Bon loved writing about Cadillacs. He mentions them in “Rocker” off the Australian version of TNT and the international release of Dirty Deeds Done Dirt Cheap: Got slicked black hair / Skin tight jeans / Cadillac car and a teenage dream.

Then you get to “Back in Black”. Bon’s dead but the lyrics have this spooky connection to “Down Payment Blues”: Back in the back / Of a Cadillac / Number one with a bullet, I’m a power pack.

Why was Brian singing about riding around in Cadillacs? He’d just joined AC/DC, wasn’t earning a lot and was on his best behavior. Bon had a reason to be singing about money. He was writing all the songs and just had a breakthrough album with Highway to Hell. Which begs the question: Could Bon also have written or part written the lyrics to “Back in Black”?

Bon’s late mother Isa said in 2006: “The last time we saw him was Christmas ’79, two months before he died. [Bon] told me he was working on the Back in Black album and that that was going to be it; that he was going to be a millionaire.”

 
7. “You Shook Me All Night Long”
(Back in Black, 1980)

Everyone knows and loves this song; it’s played everywhere. Shania Twain and Celine Dion have covered it. It’s one of AC/DC’s standbys. But who wrote it?

Former Mötley Crüe manager Doug Thaler is convinced Bon Scott, who’d passed away before the album was recorded, being replaced by Brian Johnson, wrote the lyrics. In fact he told me, “You can bet your life that Bon Scott wrote the lyrics to ‘You Shook Me All Night Long’.” That’s a pretty strong statement from a guy who used to be AC/DC’s American booking agent and knew the band intimately. I look into this claim in some depth in the book and draw my own conclusions.

I’m convinced Bon wrote it. In my opinion only Bon would have written a line like “She told me to come but I was already there.” Brian never matched the verve or wit of Bon in his lyrics and it’s why I think so much of AC/DC’s mid-'80s output suffers even when the guitar work of the Youngs was as good as it ever was.

But what’s also really interesting about this song in light of the recent hullabaloo over Taurus and Led Zeppelin is how much the opening guitar riff sounds similar to Head East’s “Never Been Any Reason”. I didn’t know a hell of a lot about Head East before I started working on this book, but came across “Never Been Any Reason” in the process of doing my research and was blown away when I heard it for the first time.

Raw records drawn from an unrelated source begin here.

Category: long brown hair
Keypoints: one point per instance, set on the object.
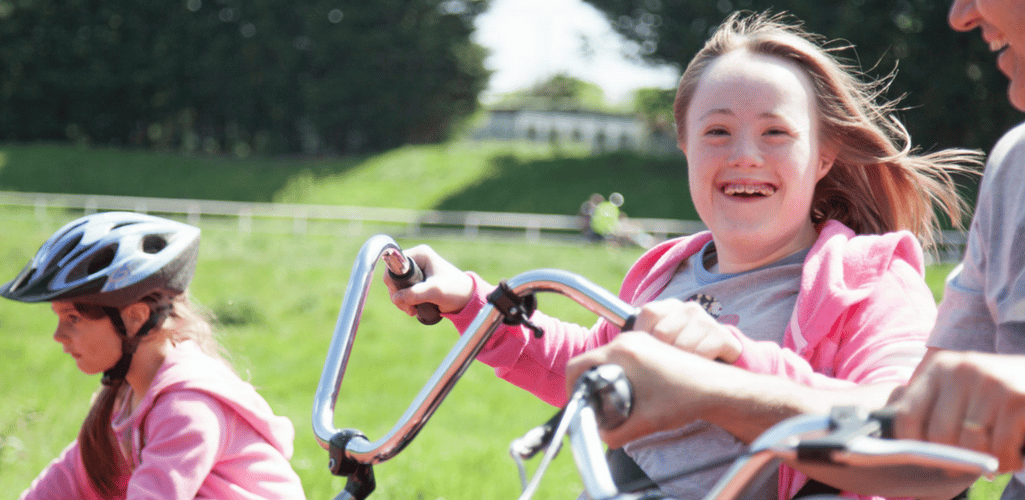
(878, 181)
(100, 456)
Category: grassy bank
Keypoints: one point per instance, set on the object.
(495, 177)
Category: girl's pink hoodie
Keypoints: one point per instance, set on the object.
(862, 317)
(200, 432)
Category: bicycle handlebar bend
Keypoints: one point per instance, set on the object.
(357, 448)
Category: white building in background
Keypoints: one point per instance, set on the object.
(602, 132)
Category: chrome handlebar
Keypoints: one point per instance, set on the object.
(783, 442)
(361, 450)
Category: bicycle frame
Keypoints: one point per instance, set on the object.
(844, 439)
(357, 449)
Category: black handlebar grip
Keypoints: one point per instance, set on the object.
(886, 417)
(426, 313)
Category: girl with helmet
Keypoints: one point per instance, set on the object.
(172, 419)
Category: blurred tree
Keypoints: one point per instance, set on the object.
(954, 95)
(239, 76)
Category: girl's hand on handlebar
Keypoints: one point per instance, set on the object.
(668, 384)
(689, 327)
(445, 285)
(969, 400)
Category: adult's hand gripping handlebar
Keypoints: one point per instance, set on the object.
(349, 447)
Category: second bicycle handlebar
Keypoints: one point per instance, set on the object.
(354, 448)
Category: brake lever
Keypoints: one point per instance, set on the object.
(405, 273)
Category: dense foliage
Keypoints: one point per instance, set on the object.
(258, 75)
(954, 94)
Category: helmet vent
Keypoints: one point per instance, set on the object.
(154, 244)
(101, 259)
(68, 248)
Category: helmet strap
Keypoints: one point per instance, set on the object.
(117, 373)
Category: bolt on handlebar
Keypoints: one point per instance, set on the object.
(361, 450)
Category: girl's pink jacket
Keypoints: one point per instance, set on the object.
(204, 432)
(862, 317)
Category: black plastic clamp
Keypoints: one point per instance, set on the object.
(515, 309)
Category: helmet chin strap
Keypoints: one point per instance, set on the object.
(116, 374)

AC/DC opened for Head East in Milwaukee in 1977. So the two bands crossed paths.

 
6. “Rock ’N’ Roll Damnation”
(Powerage, 1978)

It’s hard to get my head around the fact Mick Wall, the British rock writer and author of AC/DC: Hell Ain’t a Bad Place to Be, called this “a two-bit piece of head-bopping guff.” Not sure what track he was listening to when he wrote that -- maybe he was having a bad day -- but for me it’s one of the last of AC/DC’s classic boogie tracks and probably the best.

Mark Evans loves it almost as much as he loves “Highway to Hell". It has everything you want in an AC/DC song plus shakers, tambourines and handclaps, a real Motown touch that George Young and Harry Vanda brought to bear on the recording. They did something similar with the John Paul Young hit “Love Is in the Air”. Percussion was an underlying feature of many early AC/DC songs. This one really grooves. I never get tired of hearing it.

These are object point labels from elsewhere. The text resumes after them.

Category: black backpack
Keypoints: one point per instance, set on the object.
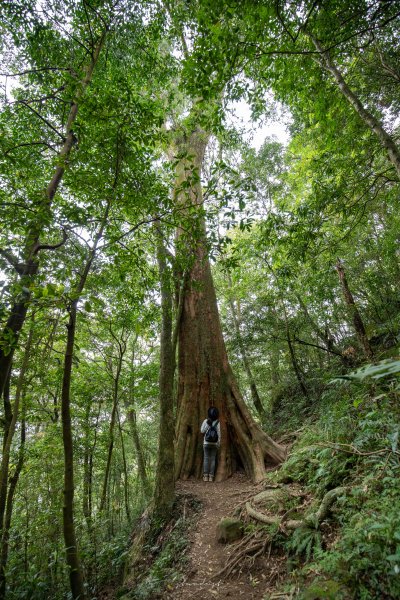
(211, 436)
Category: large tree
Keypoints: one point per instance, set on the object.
(205, 375)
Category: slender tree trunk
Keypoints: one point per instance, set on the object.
(164, 491)
(205, 376)
(10, 430)
(372, 123)
(235, 311)
(75, 572)
(72, 555)
(29, 268)
(110, 444)
(9, 508)
(126, 486)
(131, 415)
(323, 334)
(293, 357)
(355, 314)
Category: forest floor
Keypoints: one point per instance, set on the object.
(208, 557)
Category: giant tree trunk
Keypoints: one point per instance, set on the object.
(205, 376)
(358, 323)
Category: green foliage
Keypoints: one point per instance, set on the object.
(166, 555)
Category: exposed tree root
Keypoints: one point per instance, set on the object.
(256, 543)
(312, 520)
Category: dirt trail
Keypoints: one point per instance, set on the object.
(207, 556)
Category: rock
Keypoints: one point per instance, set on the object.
(229, 530)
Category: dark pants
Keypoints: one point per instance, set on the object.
(210, 455)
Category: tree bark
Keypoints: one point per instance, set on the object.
(72, 555)
(372, 123)
(355, 314)
(293, 357)
(235, 311)
(10, 430)
(8, 512)
(164, 491)
(131, 415)
(205, 376)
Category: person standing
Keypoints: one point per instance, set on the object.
(212, 440)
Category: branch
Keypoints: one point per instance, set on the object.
(11, 259)
(30, 144)
(67, 69)
(43, 119)
(51, 246)
(296, 339)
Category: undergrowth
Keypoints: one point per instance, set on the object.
(352, 441)
(164, 554)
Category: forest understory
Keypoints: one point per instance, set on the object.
(324, 525)
(199, 211)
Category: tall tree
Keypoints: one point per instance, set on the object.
(205, 376)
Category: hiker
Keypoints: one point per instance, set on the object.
(212, 438)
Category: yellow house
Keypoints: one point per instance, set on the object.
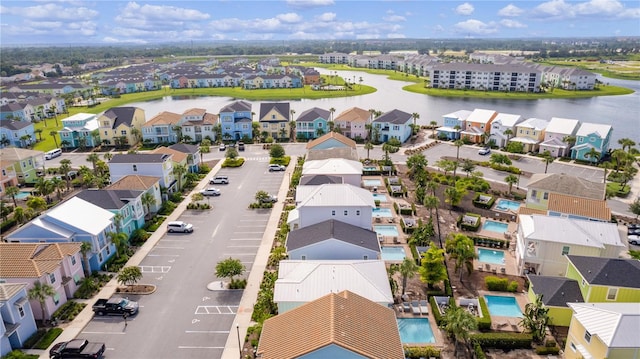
(603, 330)
(530, 133)
(121, 126)
(274, 119)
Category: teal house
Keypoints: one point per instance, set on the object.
(591, 136)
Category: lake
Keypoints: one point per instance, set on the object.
(622, 112)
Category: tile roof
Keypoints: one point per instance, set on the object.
(592, 208)
(556, 291)
(32, 260)
(567, 184)
(333, 229)
(344, 319)
(613, 272)
(134, 182)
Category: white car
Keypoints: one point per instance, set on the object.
(211, 191)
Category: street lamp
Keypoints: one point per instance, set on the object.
(239, 344)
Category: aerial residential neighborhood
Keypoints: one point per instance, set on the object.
(366, 199)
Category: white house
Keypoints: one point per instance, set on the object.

“Rock ’n’ Roll Damnation” was AC/DC’s first hit in the UK charts and a lot of the credit has to go to Michael Klenfner, best known as the fat guy with the moustache who stops Jake and Elwood backstage in the final reel of The Blues Brothers and offers them a recording contract. He was senior vice-president at Atlantic at the time, and insisted the band go back and record a radio-worthy single after they delivered the first cut of Powerage to New York.

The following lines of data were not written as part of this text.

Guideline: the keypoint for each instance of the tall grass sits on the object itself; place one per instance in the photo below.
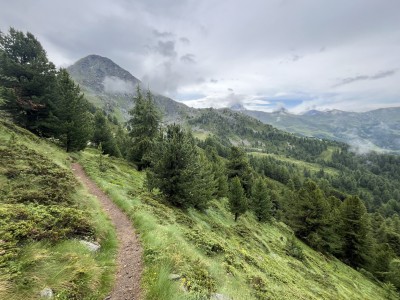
(213, 254)
(63, 264)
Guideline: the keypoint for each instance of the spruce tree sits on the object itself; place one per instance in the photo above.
(310, 218)
(238, 166)
(144, 126)
(74, 127)
(261, 202)
(219, 172)
(237, 198)
(28, 78)
(103, 134)
(355, 232)
(179, 171)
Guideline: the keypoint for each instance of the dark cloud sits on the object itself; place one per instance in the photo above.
(188, 58)
(162, 34)
(238, 43)
(166, 48)
(185, 40)
(376, 76)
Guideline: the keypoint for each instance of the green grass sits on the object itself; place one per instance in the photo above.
(44, 212)
(213, 254)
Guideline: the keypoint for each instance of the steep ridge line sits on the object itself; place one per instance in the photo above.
(129, 257)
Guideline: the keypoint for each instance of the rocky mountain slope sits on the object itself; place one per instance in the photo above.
(112, 88)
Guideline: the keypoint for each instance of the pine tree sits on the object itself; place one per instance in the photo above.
(144, 126)
(238, 166)
(237, 198)
(355, 232)
(311, 220)
(28, 79)
(179, 171)
(219, 171)
(103, 134)
(74, 127)
(261, 202)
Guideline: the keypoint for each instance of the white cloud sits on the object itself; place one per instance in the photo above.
(268, 52)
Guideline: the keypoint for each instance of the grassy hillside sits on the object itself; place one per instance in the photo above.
(192, 254)
(44, 213)
(376, 130)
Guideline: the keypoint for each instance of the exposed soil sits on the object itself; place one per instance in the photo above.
(129, 258)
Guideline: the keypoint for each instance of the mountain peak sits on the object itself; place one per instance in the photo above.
(237, 107)
(102, 75)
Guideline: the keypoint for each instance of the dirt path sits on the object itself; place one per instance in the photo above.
(129, 270)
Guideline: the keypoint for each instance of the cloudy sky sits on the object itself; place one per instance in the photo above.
(262, 54)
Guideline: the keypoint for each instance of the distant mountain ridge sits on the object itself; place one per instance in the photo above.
(112, 88)
(373, 130)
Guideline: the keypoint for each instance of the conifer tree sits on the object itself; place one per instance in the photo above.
(261, 202)
(310, 218)
(237, 198)
(103, 134)
(238, 166)
(144, 127)
(179, 171)
(219, 171)
(28, 78)
(74, 127)
(355, 232)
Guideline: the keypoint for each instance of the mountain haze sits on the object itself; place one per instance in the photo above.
(112, 88)
(377, 130)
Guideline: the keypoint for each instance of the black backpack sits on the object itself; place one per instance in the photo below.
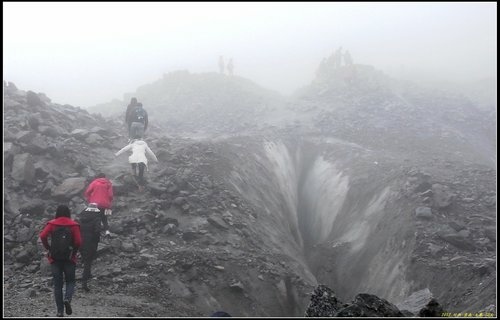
(138, 115)
(61, 245)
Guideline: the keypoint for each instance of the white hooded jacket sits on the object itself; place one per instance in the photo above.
(139, 149)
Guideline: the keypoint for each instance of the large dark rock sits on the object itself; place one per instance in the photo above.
(432, 309)
(23, 169)
(69, 188)
(369, 305)
(323, 303)
(34, 100)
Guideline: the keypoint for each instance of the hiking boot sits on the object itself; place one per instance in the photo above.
(67, 306)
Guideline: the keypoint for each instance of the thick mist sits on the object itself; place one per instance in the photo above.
(84, 54)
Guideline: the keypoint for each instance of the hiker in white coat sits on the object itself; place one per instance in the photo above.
(138, 158)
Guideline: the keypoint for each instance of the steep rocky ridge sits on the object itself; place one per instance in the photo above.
(377, 196)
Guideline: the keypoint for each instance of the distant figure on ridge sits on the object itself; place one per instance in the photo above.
(322, 70)
(138, 119)
(130, 107)
(230, 67)
(221, 65)
(338, 57)
(331, 63)
(347, 58)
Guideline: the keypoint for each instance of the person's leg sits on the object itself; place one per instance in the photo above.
(69, 274)
(134, 169)
(57, 274)
(142, 166)
(104, 219)
(87, 265)
(140, 130)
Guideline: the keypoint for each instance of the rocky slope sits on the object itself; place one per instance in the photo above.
(364, 185)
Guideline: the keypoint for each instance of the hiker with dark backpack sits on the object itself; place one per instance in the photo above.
(90, 224)
(138, 118)
(65, 240)
(100, 191)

Michael was a real champion of AC/DC behind the scenes at Atlantic, and never got the recognition he was due while he was still alive (he passed away in 2009). He ended up having a falling out with Atlantic president Jerry Greenberg over the choice of producer for Highway to Hell and got fired. But it was Klenfner who arguably did more for the band than anyone else while they were at Atlantic. His story deserves to be known by the fans.